The short answer: The 21st Century Cures Act information-blocking rule (45 CFR Part 171) prohibits healthcare providers, IT developers, and HIEs / HINs from engaging in practices that interfere with the access, exchange, or use of electronic health information. The rule is enforced by ONC and OIG, with civil monetary penalties up to $1 million per violation for IT developers and HIEs and disincentives for providers. Exceptions allow legitimate reasons to limit disclosure.

Chad Campbell
Chad Campbell · AVP, Compliance & Transitions· Reviewed 2026-05-15

Key takeaways

  • Prohibits interference with EHI access, exchange, and use
  • Applies to providers, IT developers, and HIEs / HINs
  • CMPs up to $1M per violation for IT developers and HIEs; disincentives for providers
  • Eight exceptions allow legitimate reasons to limit disclosure
  • USCDI v3 defines the scope of EHI in the near term; full EHI definition applies long term

The numbers

$1M
Civil monetary penalty per violation (IT developers, HIEs)
ONC
8 exceptions
Permitted practices under the rule
45 CFR Part 171
USCDI v3
Near-term scope of EHI
ONC

The eight exceptions

The rule provides eight exceptions to information blocking — practices that would otherwise look like blocking but are permitted because they serve a legitimate purpose. Examples: preventing harm, privacy, security, infeasibility, content and manner, licensing, fees, and health IT performance.

Frequently asked questions

What is information blocking under the 21st Century Cures Act?

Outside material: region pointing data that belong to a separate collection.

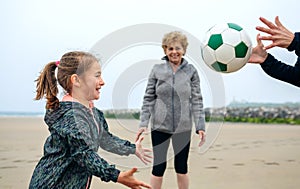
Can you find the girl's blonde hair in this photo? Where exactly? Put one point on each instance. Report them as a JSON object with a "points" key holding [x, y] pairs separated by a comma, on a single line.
{"points": [[76, 62]]}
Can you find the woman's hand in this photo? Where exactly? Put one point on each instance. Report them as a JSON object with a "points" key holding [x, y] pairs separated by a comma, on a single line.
{"points": [[259, 53], [278, 34], [142, 153]]}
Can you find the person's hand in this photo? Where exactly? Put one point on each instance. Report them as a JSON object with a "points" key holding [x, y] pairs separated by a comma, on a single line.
{"points": [[259, 53], [202, 137], [279, 35], [142, 153], [140, 132], [128, 180]]}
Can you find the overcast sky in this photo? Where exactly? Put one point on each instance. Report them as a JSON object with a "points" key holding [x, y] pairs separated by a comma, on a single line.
{"points": [[35, 32]]}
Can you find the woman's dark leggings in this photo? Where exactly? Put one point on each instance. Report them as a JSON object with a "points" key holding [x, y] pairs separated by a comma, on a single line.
{"points": [[181, 148]]}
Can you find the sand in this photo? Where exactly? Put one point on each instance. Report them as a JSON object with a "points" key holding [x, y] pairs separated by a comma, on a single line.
{"points": [[236, 156]]}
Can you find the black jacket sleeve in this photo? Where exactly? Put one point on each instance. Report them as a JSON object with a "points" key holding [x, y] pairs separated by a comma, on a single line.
{"points": [[282, 71]]}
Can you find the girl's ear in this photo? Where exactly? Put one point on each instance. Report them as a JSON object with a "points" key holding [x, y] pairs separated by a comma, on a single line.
{"points": [[75, 80]]}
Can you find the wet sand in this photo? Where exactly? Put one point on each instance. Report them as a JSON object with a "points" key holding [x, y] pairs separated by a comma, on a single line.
{"points": [[235, 156]]}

A practice — except as required by law or covered by an exception — that interferes with the access, exchange, or use of electronic health information. The rule applies to providers, health IT developers, and HIEs / HINs.

What are the penalties for information blocking?

For IT developers and HIEs / HINs: civil monetary penalties up to $1 million per violation, enforced by OIG. For providers: disincentives administered by CMS (such as reduced Medicare promoting interoperability score). Eight exceptions allow legitimate reasons to limit disclosure.